Eldeki dosyada; gerek Sosyal Sigorta Yüksek Sağlık Kurulu raporu ve gerekse de Adli Tıp Kurumu raporları nazarında yazılı şekilde karar verilmiş ise de, mahkeme kararı sonrası 28.09.2021 tarihli Resmi Gazete’de yayımlanıp aynı tarihte yürürlüğe giren Maluliyet ve Çalışma Gücü Kaybı Tespiti İşlemleri Yönetmeliği ile 03.08.2013 tarihli ve 28727 sayılı Resmî Gazete’de yayımlanan Maluliyet Tespiti İşlemleri Yönetmeliğinin yürürlükten kaldırıldığı anlaşılmıştır.
Yargılama safhasında yürürlüğe giren söz konusu mevzuat kapsamında da değerlendirme yapılması gerektiğinden, mahkemece 28.09.2021 tarihli Maluliyet Ve Çalışma Gücü Kaybı Tespiti İşlemleri Yönetmeliği kapsamında, maluliyetin bulunup bulunmadığı konusunda Adli Tıp Kurumu İkinci Üst Kurulu’ndan rapor alınıp (maluliyetin varlığına dair tespit yapıldığı takdirde, daha sonraki bir tarih belirtilmediği sürece, maluliyet başlangıcının yönetmeliğin yürürlük tarihi olduğu gözetilmek kaydıyla) sonucuna göre karar verilmelidir.

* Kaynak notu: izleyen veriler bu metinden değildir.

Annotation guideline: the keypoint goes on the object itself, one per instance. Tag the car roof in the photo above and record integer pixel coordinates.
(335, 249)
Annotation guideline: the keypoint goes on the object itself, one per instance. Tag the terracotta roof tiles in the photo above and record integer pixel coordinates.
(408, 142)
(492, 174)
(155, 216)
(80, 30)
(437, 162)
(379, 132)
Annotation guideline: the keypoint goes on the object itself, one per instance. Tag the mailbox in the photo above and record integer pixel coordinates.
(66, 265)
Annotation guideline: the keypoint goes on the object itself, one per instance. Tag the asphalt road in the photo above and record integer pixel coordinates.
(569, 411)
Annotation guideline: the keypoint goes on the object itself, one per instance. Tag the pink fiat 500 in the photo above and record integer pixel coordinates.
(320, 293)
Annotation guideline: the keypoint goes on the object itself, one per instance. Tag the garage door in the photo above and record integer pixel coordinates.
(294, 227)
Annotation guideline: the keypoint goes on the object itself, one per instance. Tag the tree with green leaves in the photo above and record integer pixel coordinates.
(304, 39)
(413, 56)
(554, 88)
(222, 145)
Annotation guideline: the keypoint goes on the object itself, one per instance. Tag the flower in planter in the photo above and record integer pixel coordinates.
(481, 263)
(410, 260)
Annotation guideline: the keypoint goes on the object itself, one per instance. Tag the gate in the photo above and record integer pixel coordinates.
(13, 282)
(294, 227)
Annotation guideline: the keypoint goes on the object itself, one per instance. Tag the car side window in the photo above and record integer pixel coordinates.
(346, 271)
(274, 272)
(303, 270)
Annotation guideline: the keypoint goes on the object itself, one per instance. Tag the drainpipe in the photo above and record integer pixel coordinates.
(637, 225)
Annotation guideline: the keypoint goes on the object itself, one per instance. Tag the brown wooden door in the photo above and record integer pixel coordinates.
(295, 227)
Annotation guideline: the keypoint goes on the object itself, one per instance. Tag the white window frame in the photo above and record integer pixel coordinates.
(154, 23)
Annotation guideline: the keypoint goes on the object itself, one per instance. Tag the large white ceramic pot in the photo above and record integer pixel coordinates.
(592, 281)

Bu maddi ve hukuki esaslar göz önünde tutulmaksızın, eksik inceleme ve yanılgılı değerlendirme sonucunda yazılı şekilde hüküm kurulması, usul ve yasaya aykırı olup, bozma nedenidir.
O hâlde, davacı vekilinin bu yönleri amaçlayan temyiz itirazları kabul edilmeli ve … Bölge Adliye Mahkemesi 7. Hukuk Dairesinin istinaf başvurusunun esastan reddine ilişkin kararının kaldırılarak İlk Derece Mahkemesince verilen hüküm bozulmalıdır.
SONUÇ: … Bölge Adliye Mahkemesi 7. Hukuk Dairesi kararının HMK’nın 373/1. maddesi gereği kaldırılarak, temyiz edilen ilk derece mahkemesi hükmünün yukarıda açıklanan nedenlerle BOZULMASINA, kararın bir örneğinin Bölge Adliye Mahkemesine, dosyanın kararı veren İlk Derece Mahkemesine gönderilmesine, 10.01.2022 gününde oybirliğiyle karar verildi.